Take your browser over to their list of rare books. Choose a title. Then click on the cover to open the book. Zoom in if you want to see a magnified view. Hover over the page to see annotations. Click on the page you’re on to turn to the next page.

I really dig the Vesalius (De Humani Corporis Fabrica) and the Hooke (Micrographia) that has fold-out pages that you can actually fold out with the click of a mouse.

Sadly, it’s not the case that each of these entire books is digitized and animated. If you want the whole thing (or something on a particular page that didn’t get digitized), it may still require a visit to the library and some time in the rare books room.

But that can be fun, too.

Comments

  1. #1 Laelaps
    November 7, 2008

    *Drool* Without digitization projects, I definitely wouldn’t have been able to write my first academic paper (or learn as much as I have in my free time).

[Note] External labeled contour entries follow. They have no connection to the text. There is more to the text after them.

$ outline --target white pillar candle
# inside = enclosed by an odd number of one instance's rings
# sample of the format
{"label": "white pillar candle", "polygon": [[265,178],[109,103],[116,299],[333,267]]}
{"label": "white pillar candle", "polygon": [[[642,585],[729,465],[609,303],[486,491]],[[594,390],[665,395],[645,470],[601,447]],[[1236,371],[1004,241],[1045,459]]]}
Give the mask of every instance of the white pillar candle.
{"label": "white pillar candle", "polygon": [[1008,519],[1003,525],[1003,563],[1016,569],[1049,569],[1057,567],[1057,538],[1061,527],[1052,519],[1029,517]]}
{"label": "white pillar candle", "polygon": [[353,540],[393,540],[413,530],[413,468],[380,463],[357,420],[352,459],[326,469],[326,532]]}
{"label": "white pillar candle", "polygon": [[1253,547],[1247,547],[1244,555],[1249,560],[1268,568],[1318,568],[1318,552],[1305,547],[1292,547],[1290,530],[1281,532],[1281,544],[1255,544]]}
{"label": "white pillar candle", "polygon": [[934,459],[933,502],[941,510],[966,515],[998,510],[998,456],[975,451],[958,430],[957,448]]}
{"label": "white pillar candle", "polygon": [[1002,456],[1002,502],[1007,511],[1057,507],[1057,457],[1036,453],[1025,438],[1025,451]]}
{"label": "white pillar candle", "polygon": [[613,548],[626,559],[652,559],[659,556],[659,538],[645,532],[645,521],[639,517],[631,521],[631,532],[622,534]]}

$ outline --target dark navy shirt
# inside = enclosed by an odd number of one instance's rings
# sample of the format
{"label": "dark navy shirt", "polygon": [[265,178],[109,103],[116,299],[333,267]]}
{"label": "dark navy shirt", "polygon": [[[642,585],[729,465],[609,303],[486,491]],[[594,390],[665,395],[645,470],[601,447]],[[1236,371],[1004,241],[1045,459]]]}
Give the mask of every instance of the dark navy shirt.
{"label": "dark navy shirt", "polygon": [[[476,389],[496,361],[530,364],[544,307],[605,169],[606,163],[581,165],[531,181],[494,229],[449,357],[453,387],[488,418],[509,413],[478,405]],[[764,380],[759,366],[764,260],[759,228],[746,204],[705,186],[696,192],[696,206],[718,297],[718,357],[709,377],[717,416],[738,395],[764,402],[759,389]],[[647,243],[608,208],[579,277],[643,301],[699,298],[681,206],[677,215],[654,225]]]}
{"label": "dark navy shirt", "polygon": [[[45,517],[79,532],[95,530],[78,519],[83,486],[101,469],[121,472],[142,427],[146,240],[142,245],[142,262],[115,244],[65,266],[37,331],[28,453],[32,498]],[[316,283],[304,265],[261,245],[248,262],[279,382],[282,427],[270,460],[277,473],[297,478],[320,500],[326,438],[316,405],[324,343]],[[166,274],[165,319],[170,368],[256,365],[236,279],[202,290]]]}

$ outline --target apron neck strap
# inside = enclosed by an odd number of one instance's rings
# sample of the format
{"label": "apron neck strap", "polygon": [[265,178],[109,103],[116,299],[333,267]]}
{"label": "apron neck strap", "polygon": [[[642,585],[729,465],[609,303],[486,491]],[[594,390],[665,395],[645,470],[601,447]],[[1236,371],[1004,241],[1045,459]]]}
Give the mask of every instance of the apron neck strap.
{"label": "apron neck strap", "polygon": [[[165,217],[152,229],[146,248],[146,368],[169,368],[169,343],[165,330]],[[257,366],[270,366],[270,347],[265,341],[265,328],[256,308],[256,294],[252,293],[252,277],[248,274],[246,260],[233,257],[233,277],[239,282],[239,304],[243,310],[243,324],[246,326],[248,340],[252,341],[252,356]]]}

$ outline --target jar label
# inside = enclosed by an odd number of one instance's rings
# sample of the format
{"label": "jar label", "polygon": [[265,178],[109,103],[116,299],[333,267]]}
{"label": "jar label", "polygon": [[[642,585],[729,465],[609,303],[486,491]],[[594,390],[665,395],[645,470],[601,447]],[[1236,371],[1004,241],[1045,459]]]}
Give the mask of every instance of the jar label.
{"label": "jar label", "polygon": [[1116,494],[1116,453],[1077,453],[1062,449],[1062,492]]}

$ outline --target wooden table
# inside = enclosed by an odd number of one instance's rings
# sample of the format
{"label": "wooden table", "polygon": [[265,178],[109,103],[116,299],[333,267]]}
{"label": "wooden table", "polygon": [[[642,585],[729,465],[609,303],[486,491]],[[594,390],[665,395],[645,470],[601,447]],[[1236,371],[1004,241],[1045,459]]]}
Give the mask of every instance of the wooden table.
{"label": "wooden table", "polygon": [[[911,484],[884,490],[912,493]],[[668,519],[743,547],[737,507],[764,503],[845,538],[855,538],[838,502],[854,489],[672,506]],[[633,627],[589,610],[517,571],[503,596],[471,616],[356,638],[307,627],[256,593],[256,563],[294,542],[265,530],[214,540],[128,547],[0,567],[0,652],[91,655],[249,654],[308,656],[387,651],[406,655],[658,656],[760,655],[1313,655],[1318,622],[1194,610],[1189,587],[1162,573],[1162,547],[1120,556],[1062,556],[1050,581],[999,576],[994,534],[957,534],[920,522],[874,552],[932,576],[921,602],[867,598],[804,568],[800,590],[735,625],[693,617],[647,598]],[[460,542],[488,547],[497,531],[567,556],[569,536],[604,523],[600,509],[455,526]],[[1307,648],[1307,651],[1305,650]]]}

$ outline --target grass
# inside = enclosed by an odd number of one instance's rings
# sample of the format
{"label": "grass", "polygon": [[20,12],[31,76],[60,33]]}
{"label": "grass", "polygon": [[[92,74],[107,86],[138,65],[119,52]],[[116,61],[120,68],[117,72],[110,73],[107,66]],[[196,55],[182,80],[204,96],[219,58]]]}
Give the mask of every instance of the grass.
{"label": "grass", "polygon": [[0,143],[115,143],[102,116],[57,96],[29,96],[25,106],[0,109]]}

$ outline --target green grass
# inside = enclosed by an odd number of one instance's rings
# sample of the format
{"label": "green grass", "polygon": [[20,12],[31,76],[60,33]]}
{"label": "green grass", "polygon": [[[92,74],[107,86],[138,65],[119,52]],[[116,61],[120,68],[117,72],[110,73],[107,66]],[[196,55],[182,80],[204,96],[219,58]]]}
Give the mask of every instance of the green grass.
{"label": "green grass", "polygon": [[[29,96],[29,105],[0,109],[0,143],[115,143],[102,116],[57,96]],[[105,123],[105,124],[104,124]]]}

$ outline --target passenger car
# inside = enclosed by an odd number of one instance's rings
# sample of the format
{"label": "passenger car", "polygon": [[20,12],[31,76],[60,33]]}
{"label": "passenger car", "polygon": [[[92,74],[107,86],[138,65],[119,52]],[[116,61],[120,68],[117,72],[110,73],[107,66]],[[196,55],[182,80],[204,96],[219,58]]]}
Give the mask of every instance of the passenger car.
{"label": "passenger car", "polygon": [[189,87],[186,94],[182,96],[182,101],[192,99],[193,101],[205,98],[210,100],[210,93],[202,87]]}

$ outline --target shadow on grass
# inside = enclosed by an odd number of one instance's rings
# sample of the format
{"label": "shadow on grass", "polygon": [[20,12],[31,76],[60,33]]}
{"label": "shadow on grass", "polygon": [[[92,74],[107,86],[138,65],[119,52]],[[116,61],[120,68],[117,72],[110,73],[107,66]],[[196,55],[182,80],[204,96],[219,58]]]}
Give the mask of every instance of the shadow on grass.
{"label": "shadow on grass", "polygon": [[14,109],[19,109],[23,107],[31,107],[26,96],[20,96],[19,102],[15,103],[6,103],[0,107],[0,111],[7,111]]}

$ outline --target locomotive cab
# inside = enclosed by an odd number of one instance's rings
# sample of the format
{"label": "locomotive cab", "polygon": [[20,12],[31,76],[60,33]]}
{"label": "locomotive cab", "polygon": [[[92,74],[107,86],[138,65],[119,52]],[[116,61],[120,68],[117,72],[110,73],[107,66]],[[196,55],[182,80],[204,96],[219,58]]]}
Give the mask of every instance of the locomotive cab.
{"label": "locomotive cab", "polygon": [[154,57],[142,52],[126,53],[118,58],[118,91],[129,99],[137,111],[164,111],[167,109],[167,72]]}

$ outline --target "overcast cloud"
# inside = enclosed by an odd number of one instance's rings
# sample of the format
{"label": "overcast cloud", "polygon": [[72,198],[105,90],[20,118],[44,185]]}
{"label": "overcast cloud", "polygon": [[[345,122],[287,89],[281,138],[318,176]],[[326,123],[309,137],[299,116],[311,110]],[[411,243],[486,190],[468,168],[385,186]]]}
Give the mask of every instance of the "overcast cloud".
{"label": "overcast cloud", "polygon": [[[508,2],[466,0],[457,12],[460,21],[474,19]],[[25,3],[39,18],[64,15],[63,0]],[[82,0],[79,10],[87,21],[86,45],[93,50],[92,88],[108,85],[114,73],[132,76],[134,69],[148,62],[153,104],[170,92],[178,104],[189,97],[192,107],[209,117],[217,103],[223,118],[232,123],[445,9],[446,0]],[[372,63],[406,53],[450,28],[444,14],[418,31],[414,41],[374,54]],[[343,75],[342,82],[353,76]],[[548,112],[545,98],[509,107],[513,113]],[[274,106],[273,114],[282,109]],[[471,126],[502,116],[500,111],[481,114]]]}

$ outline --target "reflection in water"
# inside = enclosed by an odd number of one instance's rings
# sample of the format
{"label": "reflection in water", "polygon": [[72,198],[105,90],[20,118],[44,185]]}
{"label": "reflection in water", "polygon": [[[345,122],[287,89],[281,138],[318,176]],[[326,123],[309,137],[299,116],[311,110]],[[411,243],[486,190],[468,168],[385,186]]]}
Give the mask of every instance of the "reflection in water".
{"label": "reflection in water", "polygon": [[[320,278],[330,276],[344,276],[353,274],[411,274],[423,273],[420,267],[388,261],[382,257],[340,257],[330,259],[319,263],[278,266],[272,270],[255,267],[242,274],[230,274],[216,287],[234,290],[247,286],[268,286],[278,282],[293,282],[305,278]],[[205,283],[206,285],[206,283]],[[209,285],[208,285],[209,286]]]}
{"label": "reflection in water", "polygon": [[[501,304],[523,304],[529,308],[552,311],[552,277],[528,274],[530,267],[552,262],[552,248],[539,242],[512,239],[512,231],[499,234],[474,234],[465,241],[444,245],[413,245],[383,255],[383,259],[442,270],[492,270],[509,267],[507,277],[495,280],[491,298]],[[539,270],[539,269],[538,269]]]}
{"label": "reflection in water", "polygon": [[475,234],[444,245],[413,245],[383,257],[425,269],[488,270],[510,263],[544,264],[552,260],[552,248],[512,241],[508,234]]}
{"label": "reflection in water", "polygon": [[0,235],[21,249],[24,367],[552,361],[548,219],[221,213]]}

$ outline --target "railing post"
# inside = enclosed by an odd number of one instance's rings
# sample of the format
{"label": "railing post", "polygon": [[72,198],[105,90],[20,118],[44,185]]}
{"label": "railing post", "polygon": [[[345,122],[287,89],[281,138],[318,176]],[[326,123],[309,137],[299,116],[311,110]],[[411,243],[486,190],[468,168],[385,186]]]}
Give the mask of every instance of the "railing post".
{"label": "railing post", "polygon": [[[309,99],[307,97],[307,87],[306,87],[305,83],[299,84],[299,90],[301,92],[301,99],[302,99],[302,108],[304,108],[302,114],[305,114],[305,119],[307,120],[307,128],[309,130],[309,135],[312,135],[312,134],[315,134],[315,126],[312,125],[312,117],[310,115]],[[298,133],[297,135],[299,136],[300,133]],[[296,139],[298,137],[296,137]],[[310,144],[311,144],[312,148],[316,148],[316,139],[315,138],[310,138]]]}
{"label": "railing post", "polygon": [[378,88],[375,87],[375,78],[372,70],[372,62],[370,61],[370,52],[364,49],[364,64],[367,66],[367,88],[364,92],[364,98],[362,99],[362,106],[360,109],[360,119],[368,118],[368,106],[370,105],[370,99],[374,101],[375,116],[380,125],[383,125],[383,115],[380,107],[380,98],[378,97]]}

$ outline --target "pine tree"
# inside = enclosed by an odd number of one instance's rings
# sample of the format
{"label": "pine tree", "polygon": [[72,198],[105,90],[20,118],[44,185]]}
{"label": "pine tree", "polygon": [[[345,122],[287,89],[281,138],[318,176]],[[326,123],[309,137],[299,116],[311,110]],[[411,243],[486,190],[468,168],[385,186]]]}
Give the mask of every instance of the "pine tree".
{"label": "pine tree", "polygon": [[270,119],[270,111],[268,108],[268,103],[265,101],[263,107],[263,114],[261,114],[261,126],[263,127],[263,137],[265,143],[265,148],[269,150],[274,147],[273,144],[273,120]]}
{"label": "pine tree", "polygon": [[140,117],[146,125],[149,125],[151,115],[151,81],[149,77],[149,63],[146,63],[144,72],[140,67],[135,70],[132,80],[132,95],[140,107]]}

    Quality is a bit of a problem right now, especially since many of the titles on Google Books are about photocopy quality and there’s all sorts of glitches, but it’s not a bad place to start.

    Thanks for sharing this! I’ll definitely have to mention it during the history of science panel at ScienceOnline 09!

  2. #2 Bardiac
    November 8, 2008

    For earlier books in English (or printed in England, up to about 1700, I think), you might look at Early English Books Online (aka EEBO); many universities have a subscription.

    There’s not as fancy an interface, but the digital copies are pretty good quality and they have ever increasing numbers of texts available with a pretty good search engine.

    It’s not as fun as a rare book room, but I can open it up and show my students in class. And since we’re a long way from a decent rare book room, that’s a huge benefit!

  3. #3 notedscholar
    November 10, 2008

    This is a plagiarism of Google Books!! And the University of Michigan.